Gersonides and the Jacob’s Staff in the Fifteenth and Sixteenth Centuries: Unnoticed Enigmas, New Perspectives

Autor: Gad Freudenthal
Rok vydání: 2016
Předmět:
Zdroj: Early Science and Medicine. 21:29-53
ISSN: 1573-3823
DOI: 10.1163/15733823-00211p02
Popis: The cross-staff is an instrument for measuring angles, invented by Gersonides (1288–1344) in the 1330s. The Latin text describing it, written in 1342, refers to it as baculus Jacob. Between the fifteenth and the eighteenth century, this instrument was widely used in astronomy, surveying, and navigation. Scholars have assumed that the early modern cross-staves have all descended from that of Gersonides.
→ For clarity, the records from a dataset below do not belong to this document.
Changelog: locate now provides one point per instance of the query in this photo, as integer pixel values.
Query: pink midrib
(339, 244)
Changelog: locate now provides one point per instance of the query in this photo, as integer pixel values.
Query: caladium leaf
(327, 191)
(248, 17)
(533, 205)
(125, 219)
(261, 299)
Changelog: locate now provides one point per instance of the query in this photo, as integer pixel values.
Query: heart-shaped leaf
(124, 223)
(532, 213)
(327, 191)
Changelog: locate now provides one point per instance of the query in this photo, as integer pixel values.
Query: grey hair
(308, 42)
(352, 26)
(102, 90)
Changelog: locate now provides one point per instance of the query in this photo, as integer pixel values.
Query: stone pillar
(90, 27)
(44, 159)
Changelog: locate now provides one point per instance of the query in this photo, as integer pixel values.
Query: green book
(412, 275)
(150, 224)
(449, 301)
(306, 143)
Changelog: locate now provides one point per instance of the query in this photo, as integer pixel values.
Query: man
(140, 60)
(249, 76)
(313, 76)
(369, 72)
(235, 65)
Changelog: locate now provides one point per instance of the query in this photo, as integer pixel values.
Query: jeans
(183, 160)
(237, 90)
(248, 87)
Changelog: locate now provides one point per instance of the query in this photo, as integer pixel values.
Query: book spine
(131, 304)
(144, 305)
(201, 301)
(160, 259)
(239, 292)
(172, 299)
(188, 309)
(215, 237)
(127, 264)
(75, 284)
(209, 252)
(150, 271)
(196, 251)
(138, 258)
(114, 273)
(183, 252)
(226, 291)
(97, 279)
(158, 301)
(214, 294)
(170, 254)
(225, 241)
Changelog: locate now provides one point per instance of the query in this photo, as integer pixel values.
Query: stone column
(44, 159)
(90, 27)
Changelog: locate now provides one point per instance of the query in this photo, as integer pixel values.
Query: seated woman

Here I will question this assumption: (i) late-fifteenth-century astronomers do not refer the cross-staff with the term baculus Jacob, but their staff may indeed have its origin in Gersonides’ text of 1342; this hypothesis needs to be checked. (ii) In the surveying literature, German artisans and craftsmen describe the cross-staff and refer to it as “Jakobsstab,” but it is likely an independent invention. I also suggest that the “Jacob” after whom the Jacob’s staff is named is not the Patriarch Jacob (as has been assumed), but St. James (= Jacob) the Great, who in the eleventh century became the object of great veneration.